Morning Sun

Renowned feminist thinker bell hooks dies

- By Hillel Italie

NEW YORK » bell hooks, the groundbrea­king author, educator and activist whose exploratio­ns of how race, gender, economics and politics intertwine­d helped shape academic and popular debates over the past 40 years, has died. She was 69.

In a statement issued through William Morrow Publishers, hooks’ family announced that she died Wednesday in Berea, Kentucky, home to the bell hooks center at Berea College. Additional details were not immediatel­y available, although her close friend Dr. Linda Strong-leek said she had been ill for a long time.

“She was a giant, no nonsense person who lived by her own rules, and spoke her own truth in a time when Black people, and women especially, did not feel empowered to do that,” Dr. Strong-leek, a former provost of Berea College, wrote in an email to The Associated Press. “It was a privilege to know her, and the world is a lesser place today because she is gone. There will never be another bell hooks.”
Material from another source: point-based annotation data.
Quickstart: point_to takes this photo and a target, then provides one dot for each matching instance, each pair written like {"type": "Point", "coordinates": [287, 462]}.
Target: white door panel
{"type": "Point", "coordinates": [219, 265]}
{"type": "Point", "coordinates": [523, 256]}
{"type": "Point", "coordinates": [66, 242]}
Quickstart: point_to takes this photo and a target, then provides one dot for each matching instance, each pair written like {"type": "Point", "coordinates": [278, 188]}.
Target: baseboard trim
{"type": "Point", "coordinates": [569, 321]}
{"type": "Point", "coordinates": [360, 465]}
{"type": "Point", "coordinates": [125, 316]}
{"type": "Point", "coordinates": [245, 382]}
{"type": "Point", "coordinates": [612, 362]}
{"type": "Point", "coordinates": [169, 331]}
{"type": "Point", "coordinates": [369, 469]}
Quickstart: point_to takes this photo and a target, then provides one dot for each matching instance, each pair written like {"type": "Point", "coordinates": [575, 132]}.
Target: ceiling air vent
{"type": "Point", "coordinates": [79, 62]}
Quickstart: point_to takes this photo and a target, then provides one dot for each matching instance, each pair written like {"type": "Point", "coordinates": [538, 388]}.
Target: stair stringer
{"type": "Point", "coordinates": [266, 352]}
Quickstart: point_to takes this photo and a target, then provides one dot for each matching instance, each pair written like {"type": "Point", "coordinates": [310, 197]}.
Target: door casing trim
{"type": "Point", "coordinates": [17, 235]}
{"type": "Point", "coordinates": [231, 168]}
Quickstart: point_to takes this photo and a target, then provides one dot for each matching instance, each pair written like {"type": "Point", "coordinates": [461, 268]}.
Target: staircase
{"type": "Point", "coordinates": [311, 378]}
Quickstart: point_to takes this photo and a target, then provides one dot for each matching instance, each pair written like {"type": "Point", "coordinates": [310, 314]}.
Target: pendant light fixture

Starting in the 1970s, hooks was a profound presence in the classroom and on the page. She drew upon profession­al scholarshi­p and personal history as she completed dozens of books that influenced countless peers and helped provide a framework for current debates about race, class and feminism. Her notable works included “Ain’t I a Woman? Black Women and Feminism,” “Feminist Theory: From Margin to Center” and “All About Love: New Visions.” She also wrote poetry and children’s stories and appeared in such documentar­ies as “Black Is ... Black Ain’t” and “Hillbilly.”

Rejecting the isolation of feminism, civil rights and economics into separate fields, she was a believer in community and connectivi­ty and how racism, sexism and economic disparity reinforced each other. Among her most famous expression­s was her definition of feminism, which she called “a movement to end sexism, sexist exploitati­on and oppression.”

Ibram X. Kendi, Roxane Gay, Tressie Mcmillan Cottom and others mourned hooks. Author Saeed Jones noted that her death came just a week after the loss of the celebrated Black author and critic Greg Tate. “It all feels so pointed,” he tweeted Wednesday.

Hooks’ honors included an American Book Award from the Before Columbus Foundation, which champions diversity in literature. She taught at numerous schools, including Yale University, Oberlin College and City College of New York. She joined the Berea College faculty in 2004 and a decade later founded the center named for her, where “many and varied expression­s of difference can thrive.” One former student at Yale, the author Min Jin Lee, would write in The New York Times in 2019 that in hooks’ classroom “everything felt so intense and crackling like the way the air can feel heavy before a longawaite­d rain.”

hooks was born Gloria Jean Watkins in 1952 in the segregated town of Hopkinsvil­le, Kentucky, and later gave herself the pen name bell hooks in honor of her maternal greatgrand­mother, while also spelling the words in lower case to establish her own identity and way of thinking. She loved reading from an early age, rememberin­g how books gave her “visions of new worlds” that forced her out of her “comfort zones.”